In The Bernini Bust, a privately owned Los Angeles museum has just made two unusual purchases – a painting that doesn’t really fit into the museum’s collection, from lovable but rather bumbling dealer Jonathan Argyll, and an assortment of half-rate (and possibly fake) classical sculpture from a known-to-be-crooked dealer. However, it soon turns out that the latter dealer was tricked into smuggling a valuble marble bust by the famous Bernini out of Italy (which of course means that Flavia, from the Art Crimes squad in Italy gets called in) – a bust that possibly he had some connection to in the past. However, the museum’s owner-patron soon turns up murdered right before making a big announcement, and the shady dealer goes missing… the conclusions seem obvious.. but, of course, they’re not. This installment does suffer for being set in L.A. rather that the more colorful settings of Europe that Pears prefers, and I felt that Jonathan seemed a little too bumbling in this one.

Mary F. (
Page) wrote on 10/12/2006...
See review for the entire series under "The Immaculate Deception" by the same author.

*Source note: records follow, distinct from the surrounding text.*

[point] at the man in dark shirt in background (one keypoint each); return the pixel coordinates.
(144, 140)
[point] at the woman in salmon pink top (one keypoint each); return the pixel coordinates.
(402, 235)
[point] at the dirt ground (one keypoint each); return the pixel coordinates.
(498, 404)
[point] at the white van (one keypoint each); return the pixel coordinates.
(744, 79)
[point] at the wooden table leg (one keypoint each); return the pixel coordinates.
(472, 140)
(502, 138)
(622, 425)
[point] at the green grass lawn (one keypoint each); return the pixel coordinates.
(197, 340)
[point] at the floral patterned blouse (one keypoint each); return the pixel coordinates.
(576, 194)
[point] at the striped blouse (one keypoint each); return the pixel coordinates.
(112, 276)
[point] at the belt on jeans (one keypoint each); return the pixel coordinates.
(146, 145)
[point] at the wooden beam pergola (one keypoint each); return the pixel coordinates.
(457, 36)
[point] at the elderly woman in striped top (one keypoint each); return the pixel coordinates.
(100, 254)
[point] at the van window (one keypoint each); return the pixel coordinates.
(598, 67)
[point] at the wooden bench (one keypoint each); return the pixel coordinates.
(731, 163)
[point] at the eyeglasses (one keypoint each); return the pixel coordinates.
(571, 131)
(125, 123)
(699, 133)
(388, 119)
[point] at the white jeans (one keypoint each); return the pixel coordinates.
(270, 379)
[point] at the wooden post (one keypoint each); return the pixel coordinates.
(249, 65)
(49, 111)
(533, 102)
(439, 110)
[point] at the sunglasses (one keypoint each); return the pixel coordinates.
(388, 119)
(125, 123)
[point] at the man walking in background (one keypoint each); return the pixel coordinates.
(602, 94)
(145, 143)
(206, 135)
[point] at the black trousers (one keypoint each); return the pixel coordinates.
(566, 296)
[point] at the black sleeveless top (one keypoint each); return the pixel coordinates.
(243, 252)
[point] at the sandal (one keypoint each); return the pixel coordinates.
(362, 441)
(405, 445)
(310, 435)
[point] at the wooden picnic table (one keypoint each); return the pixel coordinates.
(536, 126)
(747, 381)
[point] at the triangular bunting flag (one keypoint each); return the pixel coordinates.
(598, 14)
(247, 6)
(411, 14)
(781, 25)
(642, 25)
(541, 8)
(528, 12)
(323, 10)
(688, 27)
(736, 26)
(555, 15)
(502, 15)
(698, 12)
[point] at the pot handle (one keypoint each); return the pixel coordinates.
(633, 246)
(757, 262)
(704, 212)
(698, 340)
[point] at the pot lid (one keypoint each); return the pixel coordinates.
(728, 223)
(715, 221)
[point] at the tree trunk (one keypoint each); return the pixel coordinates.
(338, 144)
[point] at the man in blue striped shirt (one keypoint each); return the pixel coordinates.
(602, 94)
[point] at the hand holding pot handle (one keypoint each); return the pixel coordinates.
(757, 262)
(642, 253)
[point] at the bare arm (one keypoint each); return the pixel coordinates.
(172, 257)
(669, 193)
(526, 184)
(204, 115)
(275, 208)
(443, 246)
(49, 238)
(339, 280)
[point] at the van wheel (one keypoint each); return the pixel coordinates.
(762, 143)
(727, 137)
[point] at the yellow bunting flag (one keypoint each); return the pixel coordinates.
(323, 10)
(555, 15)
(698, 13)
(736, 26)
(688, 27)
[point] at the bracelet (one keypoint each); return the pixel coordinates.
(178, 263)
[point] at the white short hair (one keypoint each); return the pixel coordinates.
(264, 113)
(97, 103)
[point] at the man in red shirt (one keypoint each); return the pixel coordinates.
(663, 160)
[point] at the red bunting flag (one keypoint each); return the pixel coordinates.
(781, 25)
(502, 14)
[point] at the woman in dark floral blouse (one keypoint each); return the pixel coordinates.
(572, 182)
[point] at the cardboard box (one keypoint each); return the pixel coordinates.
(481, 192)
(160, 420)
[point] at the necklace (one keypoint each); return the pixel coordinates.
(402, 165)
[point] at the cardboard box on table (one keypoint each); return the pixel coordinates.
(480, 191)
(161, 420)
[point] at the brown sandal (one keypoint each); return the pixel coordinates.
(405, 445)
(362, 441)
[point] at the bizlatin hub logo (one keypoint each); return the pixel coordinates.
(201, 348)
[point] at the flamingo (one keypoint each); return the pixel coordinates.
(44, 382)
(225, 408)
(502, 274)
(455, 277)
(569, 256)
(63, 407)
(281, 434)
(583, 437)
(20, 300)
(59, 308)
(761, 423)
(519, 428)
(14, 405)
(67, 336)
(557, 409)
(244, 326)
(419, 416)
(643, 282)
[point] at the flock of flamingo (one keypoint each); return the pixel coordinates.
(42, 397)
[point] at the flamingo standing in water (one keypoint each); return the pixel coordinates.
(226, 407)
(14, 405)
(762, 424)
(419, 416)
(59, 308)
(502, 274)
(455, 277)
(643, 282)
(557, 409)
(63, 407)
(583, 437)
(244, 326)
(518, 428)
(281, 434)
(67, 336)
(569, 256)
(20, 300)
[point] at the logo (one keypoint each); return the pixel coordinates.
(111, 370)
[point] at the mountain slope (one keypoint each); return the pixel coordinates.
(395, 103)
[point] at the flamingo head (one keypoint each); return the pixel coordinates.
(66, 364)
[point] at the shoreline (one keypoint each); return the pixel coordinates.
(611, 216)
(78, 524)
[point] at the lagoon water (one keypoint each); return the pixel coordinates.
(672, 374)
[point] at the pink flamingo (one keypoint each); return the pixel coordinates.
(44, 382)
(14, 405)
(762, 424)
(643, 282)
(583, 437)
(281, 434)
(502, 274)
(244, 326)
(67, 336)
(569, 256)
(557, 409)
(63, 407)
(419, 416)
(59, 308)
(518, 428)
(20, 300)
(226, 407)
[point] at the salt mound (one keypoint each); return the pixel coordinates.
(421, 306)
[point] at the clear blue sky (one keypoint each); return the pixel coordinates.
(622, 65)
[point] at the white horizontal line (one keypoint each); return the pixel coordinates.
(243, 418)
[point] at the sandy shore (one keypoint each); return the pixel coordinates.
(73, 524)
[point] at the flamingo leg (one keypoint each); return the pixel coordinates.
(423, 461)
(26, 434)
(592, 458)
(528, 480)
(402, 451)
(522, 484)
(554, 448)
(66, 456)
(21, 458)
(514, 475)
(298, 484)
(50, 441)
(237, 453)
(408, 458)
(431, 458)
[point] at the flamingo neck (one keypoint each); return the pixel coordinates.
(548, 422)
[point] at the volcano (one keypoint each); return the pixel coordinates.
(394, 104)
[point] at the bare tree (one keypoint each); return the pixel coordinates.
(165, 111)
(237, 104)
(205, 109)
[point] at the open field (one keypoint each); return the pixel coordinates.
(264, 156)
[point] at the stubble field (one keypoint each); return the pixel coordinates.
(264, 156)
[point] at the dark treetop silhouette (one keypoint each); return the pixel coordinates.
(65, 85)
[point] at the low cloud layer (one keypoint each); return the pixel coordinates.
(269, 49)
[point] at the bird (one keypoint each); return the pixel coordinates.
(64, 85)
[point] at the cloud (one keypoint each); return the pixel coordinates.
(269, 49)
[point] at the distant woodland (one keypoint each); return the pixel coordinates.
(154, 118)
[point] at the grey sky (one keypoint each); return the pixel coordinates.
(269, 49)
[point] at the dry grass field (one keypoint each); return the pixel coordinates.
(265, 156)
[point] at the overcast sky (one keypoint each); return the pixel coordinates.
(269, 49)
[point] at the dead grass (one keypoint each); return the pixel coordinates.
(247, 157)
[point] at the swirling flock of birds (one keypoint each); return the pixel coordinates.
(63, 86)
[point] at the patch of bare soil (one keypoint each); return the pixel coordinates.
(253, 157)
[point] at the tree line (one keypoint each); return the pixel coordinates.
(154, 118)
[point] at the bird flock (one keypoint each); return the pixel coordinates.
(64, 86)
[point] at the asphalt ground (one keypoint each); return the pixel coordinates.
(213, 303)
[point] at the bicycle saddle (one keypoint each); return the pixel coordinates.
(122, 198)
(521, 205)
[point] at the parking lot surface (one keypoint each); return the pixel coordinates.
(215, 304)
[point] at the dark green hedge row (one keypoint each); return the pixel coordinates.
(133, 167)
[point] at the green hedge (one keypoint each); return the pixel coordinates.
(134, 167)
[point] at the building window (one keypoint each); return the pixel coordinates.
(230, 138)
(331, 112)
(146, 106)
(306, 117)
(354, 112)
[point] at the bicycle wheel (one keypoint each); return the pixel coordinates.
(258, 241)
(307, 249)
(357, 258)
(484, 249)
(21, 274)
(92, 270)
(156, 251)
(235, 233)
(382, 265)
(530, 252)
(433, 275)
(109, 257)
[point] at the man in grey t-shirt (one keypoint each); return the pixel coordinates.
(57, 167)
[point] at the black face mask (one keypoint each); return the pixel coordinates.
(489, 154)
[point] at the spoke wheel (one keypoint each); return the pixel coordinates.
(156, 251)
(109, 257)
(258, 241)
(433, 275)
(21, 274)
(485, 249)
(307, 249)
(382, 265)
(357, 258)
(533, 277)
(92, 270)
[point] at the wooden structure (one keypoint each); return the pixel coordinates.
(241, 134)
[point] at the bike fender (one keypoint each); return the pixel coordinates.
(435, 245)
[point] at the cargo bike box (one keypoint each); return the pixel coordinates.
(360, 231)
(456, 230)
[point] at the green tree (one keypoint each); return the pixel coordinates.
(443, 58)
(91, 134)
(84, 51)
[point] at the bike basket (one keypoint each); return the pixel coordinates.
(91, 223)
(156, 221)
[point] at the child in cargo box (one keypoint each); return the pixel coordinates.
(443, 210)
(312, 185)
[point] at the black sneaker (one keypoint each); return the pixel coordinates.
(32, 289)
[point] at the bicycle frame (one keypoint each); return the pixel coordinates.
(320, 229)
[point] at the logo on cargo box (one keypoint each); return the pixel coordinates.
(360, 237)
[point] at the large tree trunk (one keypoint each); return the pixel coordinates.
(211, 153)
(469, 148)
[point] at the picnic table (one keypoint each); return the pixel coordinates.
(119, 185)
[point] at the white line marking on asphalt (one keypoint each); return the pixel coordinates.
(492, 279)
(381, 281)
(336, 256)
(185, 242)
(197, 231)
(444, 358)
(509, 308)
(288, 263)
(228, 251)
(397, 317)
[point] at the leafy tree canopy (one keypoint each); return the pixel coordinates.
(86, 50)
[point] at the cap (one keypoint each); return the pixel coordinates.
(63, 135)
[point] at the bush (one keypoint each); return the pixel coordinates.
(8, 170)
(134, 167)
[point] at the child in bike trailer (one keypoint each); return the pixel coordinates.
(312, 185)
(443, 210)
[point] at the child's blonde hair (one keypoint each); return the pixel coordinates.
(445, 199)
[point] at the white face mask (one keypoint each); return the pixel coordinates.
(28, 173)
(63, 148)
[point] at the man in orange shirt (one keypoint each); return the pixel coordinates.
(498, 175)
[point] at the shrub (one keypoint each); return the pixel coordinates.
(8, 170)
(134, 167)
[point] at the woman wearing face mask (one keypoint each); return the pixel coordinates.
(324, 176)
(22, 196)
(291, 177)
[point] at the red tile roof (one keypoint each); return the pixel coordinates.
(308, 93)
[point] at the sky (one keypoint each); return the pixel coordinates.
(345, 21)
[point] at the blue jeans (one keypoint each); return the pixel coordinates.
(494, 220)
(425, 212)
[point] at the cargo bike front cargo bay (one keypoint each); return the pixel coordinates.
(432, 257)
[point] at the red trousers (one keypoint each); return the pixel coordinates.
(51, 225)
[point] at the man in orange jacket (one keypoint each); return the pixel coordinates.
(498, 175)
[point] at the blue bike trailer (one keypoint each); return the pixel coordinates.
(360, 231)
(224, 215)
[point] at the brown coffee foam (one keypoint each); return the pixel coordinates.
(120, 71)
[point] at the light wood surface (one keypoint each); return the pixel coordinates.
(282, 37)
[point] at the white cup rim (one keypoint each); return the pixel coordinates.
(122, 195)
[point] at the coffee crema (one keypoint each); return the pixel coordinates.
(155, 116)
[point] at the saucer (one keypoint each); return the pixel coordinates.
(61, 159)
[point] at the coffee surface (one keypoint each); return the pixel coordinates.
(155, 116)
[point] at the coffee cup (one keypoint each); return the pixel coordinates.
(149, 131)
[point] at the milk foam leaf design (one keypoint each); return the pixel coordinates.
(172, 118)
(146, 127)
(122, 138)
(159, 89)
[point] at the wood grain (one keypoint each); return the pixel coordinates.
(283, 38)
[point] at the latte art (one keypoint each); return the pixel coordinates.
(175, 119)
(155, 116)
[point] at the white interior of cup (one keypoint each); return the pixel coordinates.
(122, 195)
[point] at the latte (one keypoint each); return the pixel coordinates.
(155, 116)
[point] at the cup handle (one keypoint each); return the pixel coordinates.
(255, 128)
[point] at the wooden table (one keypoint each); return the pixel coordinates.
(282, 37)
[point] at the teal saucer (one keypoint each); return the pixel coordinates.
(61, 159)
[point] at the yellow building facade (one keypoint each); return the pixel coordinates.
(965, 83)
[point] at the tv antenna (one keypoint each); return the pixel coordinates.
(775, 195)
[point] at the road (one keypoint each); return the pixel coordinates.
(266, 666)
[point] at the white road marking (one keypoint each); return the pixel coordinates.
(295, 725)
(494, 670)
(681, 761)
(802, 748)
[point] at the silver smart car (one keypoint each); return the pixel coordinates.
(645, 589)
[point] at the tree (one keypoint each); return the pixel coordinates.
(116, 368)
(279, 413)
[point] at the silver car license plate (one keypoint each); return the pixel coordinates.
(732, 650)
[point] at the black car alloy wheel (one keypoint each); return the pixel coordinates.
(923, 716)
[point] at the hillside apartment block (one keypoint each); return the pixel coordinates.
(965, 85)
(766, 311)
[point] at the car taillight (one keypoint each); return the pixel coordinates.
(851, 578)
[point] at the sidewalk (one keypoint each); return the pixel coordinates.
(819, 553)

From the back of the book: Jonathan Argyll has finally done something right...he's sold an overpriced Titian to a well-endowed museum in L. A. Not bad for an art dealer who thinks selling paintings is the most unpleasant part of his job. And never mind that the Moresby Museum is known more for tackiness than for taste. Argyll's just anxious for the deal to be done...and he's come to L. A. to drop off the painting and pick up the check. But it turns out there are a few devils loose in the City of Angels. Like the sneaky art dealer whom Argyll suspects of smuggling a Bernini bust out of Italy. And the museum's imperious owner, who's got a lot more money than sense...and is murdered right before both the smuggler and the bust disappear..

Julie M. (
Pythia) wrote on 1/28/2006...
Red Herring Art History Mystery. Protagonists are refreshingly human.